Despite its praise and accuracy, though, historians can pick out a few areas where certain liberties were taken. Here are some of them.

1. Soldiers probably never recited the Gettysburg Address to Lincoln

The beginning of the film depicts two Union soldiers, one white and one black, reciting the Gettysburg Address to Abraham Lincoln while he is making a visit to the troops. Though a touching scene that helps emphasize the devotion of Union soldiers to their cause, there is almost no chance that the speech was memorized by anyone. The speech itself did not achieve the type of great acclaim it holds today until after Lincoln's death.

2. President Lincoln was not known for pulling speeches out of his top hat

A scene in the film depicts Lincoln at a flag-raising ceremony, pulling his short speech out of his top hat. As president, Lincoln would have had secretaries with him and would not have committed such a faux pas. That said, young country lawyer Abraham Lincoln was known to keep his notes in the lining of his hat.

3. Mary Todd Lincoln did not attend meetings of the U.S. House of Representatives

Contrary to Sally Field's portrayal, the first lady did not keep an eye on Thaddeus Stevens from the House gallery. While Mrs. Lincoln did have a keen political mind and a combative relationship with Stevens, it would have been highly unusual for the first lady to watch the House's proceedings.

4. Mrs. Lincoln would have never publicly berated Thaddeus Stevens

While the first lady did indeed have some qualms with Thaddeus Stevens and his investigations into her spending habits, she would have never launched a verbal attack on him at a White House function as she does in the movie. It would have been too much of an embarrassment to both Stevens and her husband.

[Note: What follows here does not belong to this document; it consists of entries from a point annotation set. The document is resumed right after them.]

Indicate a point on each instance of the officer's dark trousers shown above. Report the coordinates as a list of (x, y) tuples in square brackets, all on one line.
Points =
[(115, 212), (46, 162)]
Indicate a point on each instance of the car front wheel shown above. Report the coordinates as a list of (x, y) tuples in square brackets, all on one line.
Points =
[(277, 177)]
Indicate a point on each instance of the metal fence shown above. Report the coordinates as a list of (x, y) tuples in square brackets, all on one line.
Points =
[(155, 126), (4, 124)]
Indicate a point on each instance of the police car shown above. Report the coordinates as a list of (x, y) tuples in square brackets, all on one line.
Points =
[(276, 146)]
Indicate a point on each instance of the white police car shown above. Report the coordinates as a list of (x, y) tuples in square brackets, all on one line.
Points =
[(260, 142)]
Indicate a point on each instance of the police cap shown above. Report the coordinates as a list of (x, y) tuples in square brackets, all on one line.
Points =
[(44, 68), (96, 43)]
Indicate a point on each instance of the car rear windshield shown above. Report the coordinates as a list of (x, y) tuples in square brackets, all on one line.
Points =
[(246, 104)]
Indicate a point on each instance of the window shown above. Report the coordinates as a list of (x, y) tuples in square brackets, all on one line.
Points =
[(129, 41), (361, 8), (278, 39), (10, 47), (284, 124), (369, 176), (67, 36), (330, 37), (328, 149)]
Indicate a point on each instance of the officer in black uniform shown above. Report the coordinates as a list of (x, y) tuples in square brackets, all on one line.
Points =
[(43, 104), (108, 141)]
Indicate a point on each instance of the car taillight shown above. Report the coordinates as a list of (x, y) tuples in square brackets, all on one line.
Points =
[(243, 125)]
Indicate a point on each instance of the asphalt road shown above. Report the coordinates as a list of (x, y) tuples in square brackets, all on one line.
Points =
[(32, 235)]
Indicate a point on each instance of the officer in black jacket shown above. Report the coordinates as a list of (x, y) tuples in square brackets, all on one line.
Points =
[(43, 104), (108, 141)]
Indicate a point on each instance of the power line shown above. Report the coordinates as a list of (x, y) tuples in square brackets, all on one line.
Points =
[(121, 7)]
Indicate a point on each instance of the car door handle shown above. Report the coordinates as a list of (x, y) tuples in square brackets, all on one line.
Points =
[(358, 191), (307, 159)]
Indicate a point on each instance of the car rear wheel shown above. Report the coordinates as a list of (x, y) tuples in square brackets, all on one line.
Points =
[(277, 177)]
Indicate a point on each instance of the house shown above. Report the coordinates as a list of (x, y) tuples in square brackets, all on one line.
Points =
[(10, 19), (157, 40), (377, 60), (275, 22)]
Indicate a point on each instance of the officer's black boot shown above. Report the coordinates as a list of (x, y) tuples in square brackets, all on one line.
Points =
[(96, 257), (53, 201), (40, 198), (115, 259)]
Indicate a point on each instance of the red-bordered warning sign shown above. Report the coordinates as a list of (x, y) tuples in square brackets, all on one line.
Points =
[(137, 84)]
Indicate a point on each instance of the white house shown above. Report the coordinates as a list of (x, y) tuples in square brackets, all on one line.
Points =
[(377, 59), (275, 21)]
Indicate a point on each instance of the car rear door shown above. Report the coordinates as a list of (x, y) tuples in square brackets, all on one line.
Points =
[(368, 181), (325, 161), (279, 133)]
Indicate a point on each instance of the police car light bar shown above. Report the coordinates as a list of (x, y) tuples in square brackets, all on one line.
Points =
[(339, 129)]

5. Black soldiers did not greet the Confederate peace commissioners 

When CSA Vice-President Alexander Stephens and the rest of the Confederate delegation arrived in Union territory, they were not greeted by a contingent of black soldiers. This would have been seen as an overt diplomatic faux pas that would have threatened any chance of peace talks. The scene did help illustrate the fact, however, that over 200,000 black soldiers fought to preserve the Union.

6. The film took some liberties with the final vote tally on the amendment

And, boy, are some people incensed. Congressman Joe Courtney (D-Conn.) wrote an official letter to Steven Spielberg expressing how insulted he was that the film portrayed two Connecticut representatives voting Nay on the amendment to abolish slavery.

Courtney pulled up the official congressional record to point out that all four members of Connecticut's delegation voted in favor of the amendment. Screenwriter Tony Kushner has since shot back, trying to remind the Congressman that it is just a movie.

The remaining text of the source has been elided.